Follow me on Twitter @anhaiphung
What is the Big Idea?
The world is becoming increasingly interconnected and more employers are looking for candidates with global experience. Now, college students are getting in on the action by gaining work experience in overseas internships.
Cheryl Miyake, a junior at Stanford majoring in sociology, got an internship in Beijing last summer working for a local company that offers music and English immersion classes to children.
Stephen Keil, a sophomore majoring in international relations and minoring in French at Syracuse University, worked full time last summer to save for his fall internship with the Council of Europe in Strasbourg, France.
What is the Significance?
The total number of American students traveling abroad for internships and receiving academic credit was at 20,000 in 2009-10, up from 7,000 in academic year 2000-01, according to the Open Doors 2011 report issued by the Institute of International Education (IIE), a New York-based nonprofit.
“I think if a student is interested in pursuing any sort of career outside of the U.S., it’s a great idea to immerse yourself in the environment,” said Lauren Berger in an interview with The New York Times.

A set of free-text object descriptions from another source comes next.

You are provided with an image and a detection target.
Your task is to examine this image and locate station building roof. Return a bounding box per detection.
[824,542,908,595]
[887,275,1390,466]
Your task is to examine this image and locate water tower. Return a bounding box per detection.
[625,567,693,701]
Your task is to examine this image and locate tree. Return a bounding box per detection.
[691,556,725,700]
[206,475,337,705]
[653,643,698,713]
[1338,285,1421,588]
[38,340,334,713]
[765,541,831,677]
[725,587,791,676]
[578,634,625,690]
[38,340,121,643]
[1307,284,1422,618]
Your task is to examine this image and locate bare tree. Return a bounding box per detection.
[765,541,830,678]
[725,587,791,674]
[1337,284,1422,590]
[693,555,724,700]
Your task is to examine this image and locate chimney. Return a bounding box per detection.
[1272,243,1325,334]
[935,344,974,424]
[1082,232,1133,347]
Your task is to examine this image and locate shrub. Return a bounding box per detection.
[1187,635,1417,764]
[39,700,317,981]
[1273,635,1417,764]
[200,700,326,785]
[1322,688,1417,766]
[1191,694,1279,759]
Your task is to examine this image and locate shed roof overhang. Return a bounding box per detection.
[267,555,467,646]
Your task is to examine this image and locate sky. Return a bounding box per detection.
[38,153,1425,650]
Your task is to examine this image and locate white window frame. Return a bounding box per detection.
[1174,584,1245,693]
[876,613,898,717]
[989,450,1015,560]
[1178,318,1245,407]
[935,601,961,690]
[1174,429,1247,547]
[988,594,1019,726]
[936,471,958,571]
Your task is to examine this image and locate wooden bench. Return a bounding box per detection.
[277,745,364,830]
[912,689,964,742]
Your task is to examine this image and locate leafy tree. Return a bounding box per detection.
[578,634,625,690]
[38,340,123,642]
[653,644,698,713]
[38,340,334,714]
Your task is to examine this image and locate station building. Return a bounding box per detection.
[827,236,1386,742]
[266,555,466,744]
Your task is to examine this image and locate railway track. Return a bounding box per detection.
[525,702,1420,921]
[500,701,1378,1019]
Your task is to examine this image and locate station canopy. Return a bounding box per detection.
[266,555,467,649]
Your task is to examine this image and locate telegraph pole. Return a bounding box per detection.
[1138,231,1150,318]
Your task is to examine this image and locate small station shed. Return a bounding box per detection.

Berger is author of “All Work, No Pay” and chief executive of Internqueen.com, an online internship site.
China is a favored destination for overseas internships, according to Bloomberg Businessweek. Recruiters like Dan Black from Ernst & Young pay close attention to students who have work experience in Asia, especially China.
“We’d put a very high value on that because of the growth we’re seeing there and because of the investment we’re making in China,” he said. “If you have both the language skills and the experience—boy, that is a lot of value for a company like ours.”
Getting set up with an internship overseas doesn't come cheap. Miyake enlisted the help of Intrax Internships Abroad, a company that arranges internships for a fee that ranges from $5,600 to $7,900 for an eight week program. Prices are based on location, insurance, housing and work visa fees.